Fiction Reviews


Adrift

(2018) Rob Boffard, Orbit, £8.99, pbk, 379pp, ISBN 978-0-356-51043-9

 

This highly entertaining often tense roller-coaster ride closely follows the formula of a typical 1970’s disaster movie, that just happens to be set in space.

There is the stewardess on her first day at work, having to keep passengers calm and even fly the spaceship herself. There is the recovering alcoholic faced with a shot at redemption, the child-genius, and the kid who won’t stop pointing a camcorder at everyone.

There is also the married couple trying not to let the children know they are considering a divorce, and the old lady who had an adventurous past and seeks an opportunity to take another space-walk.

The pilot is a Russian former-fighter ace which comes in handy for making tactical and evasive manoeuvres when the enemy gun-ship comes in pursuit.

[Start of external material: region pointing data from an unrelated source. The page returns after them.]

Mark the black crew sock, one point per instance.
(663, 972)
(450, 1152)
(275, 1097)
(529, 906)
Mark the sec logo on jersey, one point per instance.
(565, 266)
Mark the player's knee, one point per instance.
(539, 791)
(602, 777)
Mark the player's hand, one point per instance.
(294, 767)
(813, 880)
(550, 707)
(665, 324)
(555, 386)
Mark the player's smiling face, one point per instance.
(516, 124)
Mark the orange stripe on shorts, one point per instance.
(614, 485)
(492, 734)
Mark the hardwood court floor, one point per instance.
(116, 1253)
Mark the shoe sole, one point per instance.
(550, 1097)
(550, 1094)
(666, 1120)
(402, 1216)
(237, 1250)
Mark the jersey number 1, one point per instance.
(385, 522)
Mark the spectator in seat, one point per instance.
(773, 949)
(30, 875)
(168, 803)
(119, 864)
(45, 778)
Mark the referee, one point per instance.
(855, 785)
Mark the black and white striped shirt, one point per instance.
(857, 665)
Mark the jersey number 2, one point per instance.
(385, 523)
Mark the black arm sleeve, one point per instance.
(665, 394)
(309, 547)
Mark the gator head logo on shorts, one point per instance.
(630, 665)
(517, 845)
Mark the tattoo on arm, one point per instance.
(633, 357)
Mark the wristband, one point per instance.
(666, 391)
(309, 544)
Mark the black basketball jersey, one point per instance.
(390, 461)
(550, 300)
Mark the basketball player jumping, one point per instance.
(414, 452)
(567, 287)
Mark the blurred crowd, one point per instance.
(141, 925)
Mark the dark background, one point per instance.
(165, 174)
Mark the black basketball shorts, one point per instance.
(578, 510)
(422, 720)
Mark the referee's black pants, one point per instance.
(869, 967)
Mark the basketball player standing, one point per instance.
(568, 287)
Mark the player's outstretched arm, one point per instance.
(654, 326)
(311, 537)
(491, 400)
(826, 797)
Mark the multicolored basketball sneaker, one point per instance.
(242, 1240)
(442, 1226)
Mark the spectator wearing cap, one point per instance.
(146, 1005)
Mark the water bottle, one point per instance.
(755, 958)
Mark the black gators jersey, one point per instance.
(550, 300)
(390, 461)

There is a constant screaming sense of ‘oh no, now what can they do?’

The passengers are tourists on a cheap excursion to visit the Sigma Station, a luxury hotel in the Horsehead Nebula. They can’t afford to stay there; just look round it. Except, it isn’t there any more. They arrived just in time to see it destroyed by a giant mysterious battle-cruiser that might be from Earth or of alien technology.

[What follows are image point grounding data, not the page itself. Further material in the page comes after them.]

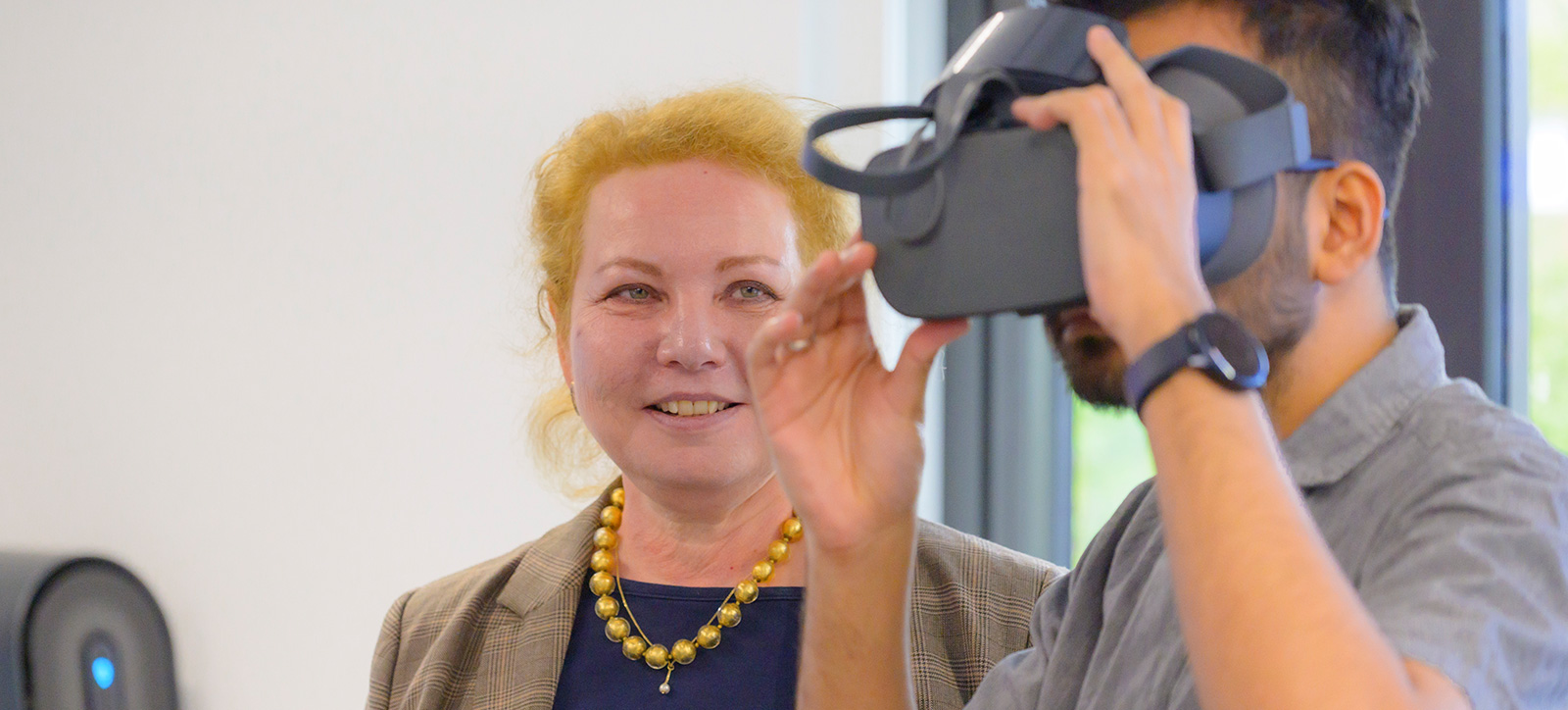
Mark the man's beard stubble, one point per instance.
(1275, 297)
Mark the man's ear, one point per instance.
(1345, 221)
(564, 350)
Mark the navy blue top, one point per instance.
(755, 663)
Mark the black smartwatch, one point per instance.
(1217, 344)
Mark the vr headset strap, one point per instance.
(951, 114)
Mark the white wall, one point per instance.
(261, 307)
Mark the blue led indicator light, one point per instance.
(102, 673)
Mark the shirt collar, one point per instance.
(1364, 410)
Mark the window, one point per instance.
(1110, 456)
(1548, 190)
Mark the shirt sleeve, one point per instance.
(1470, 579)
(1016, 682)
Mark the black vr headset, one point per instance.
(982, 216)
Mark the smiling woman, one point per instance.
(666, 236)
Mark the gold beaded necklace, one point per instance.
(635, 646)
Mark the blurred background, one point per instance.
(267, 327)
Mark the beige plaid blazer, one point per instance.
(494, 636)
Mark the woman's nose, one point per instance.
(692, 338)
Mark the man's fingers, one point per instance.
(914, 362)
(1100, 127)
(1139, 98)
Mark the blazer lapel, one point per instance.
(543, 592)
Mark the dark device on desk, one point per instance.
(80, 634)
(982, 216)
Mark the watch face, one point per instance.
(1236, 354)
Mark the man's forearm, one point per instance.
(855, 644)
(1269, 618)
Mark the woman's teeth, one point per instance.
(690, 409)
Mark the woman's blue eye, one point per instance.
(752, 291)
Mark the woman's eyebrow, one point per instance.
(634, 264)
(739, 261)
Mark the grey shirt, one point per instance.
(1447, 514)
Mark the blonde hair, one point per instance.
(749, 129)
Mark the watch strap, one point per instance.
(1157, 365)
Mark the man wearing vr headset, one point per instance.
(1363, 532)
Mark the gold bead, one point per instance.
(634, 647)
(616, 631)
(792, 530)
(729, 615)
(606, 607)
(656, 655)
(601, 583)
(682, 652)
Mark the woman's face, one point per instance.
(681, 264)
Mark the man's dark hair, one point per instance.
(1358, 65)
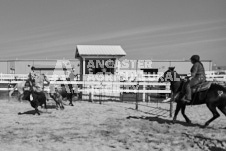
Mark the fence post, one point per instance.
(171, 104)
(137, 87)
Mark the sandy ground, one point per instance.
(110, 126)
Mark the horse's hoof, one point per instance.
(173, 121)
(189, 122)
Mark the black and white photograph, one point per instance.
(113, 75)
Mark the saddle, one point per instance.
(201, 87)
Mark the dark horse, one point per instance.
(214, 97)
(35, 98)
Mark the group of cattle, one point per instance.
(58, 93)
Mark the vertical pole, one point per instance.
(171, 104)
(137, 95)
(144, 94)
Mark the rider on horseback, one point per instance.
(197, 77)
(38, 80)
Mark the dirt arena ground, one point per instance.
(110, 126)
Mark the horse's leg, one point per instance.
(70, 98)
(222, 109)
(178, 107)
(36, 110)
(213, 109)
(184, 115)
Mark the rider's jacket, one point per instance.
(198, 74)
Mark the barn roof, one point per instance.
(99, 50)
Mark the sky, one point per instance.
(146, 29)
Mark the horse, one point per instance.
(214, 96)
(20, 88)
(35, 98)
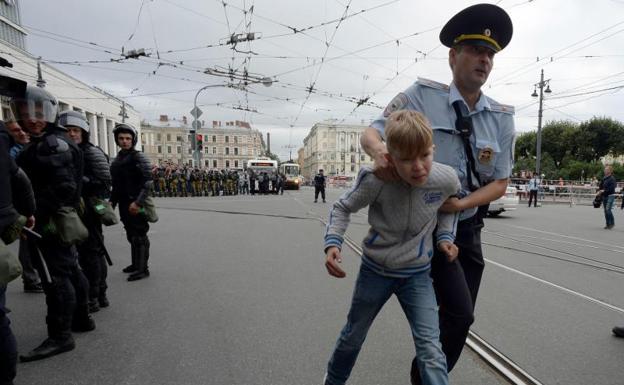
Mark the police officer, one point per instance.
(319, 186)
(15, 195)
(96, 185)
(54, 165)
(131, 185)
(473, 134)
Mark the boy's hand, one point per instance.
(450, 249)
(332, 259)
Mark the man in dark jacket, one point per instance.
(131, 173)
(16, 195)
(607, 190)
(54, 165)
(96, 185)
(319, 186)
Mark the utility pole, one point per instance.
(538, 151)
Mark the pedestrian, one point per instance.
(130, 172)
(96, 185)
(396, 257)
(16, 198)
(30, 277)
(533, 188)
(319, 185)
(473, 134)
(607, 191)
(54, 165)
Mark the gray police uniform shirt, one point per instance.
(492, 138)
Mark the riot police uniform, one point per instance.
(480, 154)
(131, 184)
(16, 195)
(96, 185)
(54, 165)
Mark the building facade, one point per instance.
(223, 146)
(335, 148)
(102, 109)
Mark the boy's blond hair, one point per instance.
(408, 134)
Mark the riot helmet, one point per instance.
(75, 119)
(35, 109)
(127, 129)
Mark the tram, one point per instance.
(290, 170)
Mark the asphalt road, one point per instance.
(238, 295)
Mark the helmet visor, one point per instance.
(42, 110)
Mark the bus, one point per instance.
(290, 170)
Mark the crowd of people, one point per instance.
(57, 190)
(170, 180)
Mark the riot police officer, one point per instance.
(96, 186)
(54, 165)
(16, 195)
(131, 173)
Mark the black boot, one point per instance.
(50, 347)
(142, 255)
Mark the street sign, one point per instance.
(196, 112)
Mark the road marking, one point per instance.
(562, 288)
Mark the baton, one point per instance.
(45, 266)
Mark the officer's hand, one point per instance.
(134, 208)
(332, 259)
(383, 169)
(452, 205)
(449, 249)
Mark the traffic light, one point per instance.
(200, 142)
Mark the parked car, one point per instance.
(507, 202)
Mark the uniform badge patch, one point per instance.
(432, 197)
(398, 103)
(485, 155)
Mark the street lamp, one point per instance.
(196, 112)
(538, 151)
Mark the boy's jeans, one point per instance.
(608, 206)
(417, 298)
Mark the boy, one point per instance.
(398, 248)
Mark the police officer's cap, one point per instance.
(482, 24)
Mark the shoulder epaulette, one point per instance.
(432, 84)
(499, 107)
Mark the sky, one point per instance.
(327, 60)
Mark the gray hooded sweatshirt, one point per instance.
(402, 219)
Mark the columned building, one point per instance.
(335, 148)
(225, 145)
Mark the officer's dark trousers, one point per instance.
(67, 294)
(8, 345)
(533, 198)
(29, 274)
(91, 257)
(318, 189)
(456, 286)
(136, 232)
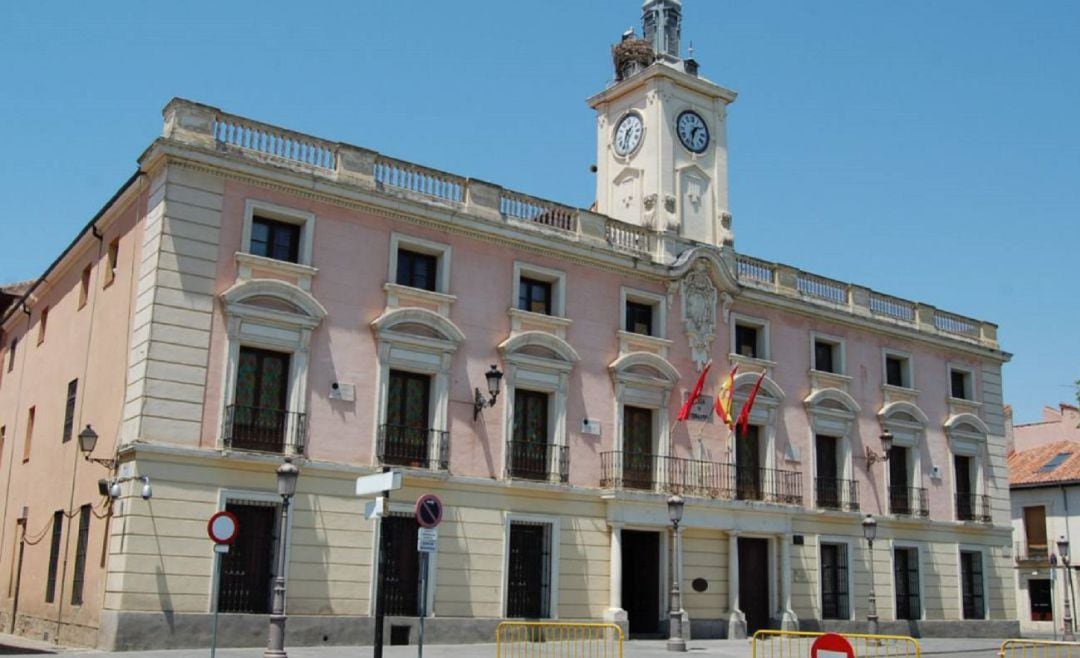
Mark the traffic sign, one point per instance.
(427, 539)
(429, 510)
(832, 645)
(223, 527)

The attackers also destroy the Babylon-5-style wormhole jump-gate the little shuttle needs for going home. They are now marooned in deep space, with barely any food or fuel, useless escape pods, a frozen water supply, an engine fire, panic-stricken passengers, and the sinister formidable kill-ship still in relentless in pursuit.

Hannah just about gets the dysfunctional passengers to bond and work together to solve some of their problems when the old lady unwittingly capturing a member of the kill-ship crew alive changes everything. The passengers are divided between those who want to question him, and those who want to torture and kill him for what he did. Now the little shuttle erupts in internal civil war too.

Virtually all of the seventy-two chapters end with a fresh cliff-hanger as a bad situation gets worse with Boffard cranking up the tension in the extreme. You seriously end up wondering how anyone could survive half of this.

The identity and motives of the attack ship crew are kept secret well into the book, and then nicely revealed.  Some of the passengers have great quirky personality traits too. The pilot keeps her vodka stash to herself when everyone divides up what food and drink thy have for rations. One passenger has a bionic arm that he laments over for it lacking extra strength when so many he reads about let the bearer tear through steel and fight with the strength of ten men.

Sometimes, what they need to do to get out of the latest trap or pitfall is fairly obvious to anyone already versed in the SF genre. If someone is locked in a toilet cubicle with others coming to kill him, the previously un-noticed ventilation shaft escape route seems a probable, credible escape option, and sure enough….

Several characters avoid being stereotypes of the genre through clever writing and unexpected twists. When it comes to attempting to take control of the ship from the liberal-minded passengers, two of the rebels seem rather too efficient at such a mission, for reasons later given.

In true disaster movie style, and tradition this is a story to keep you guessing as to who will survive and who won’t, and guessing as to the underlying motivation for the spectacular destructive attack taking place at all.The closing chapters seem to be a check-list tying off of loose ends, but this novel is well-written hokum, that would make a terrific film.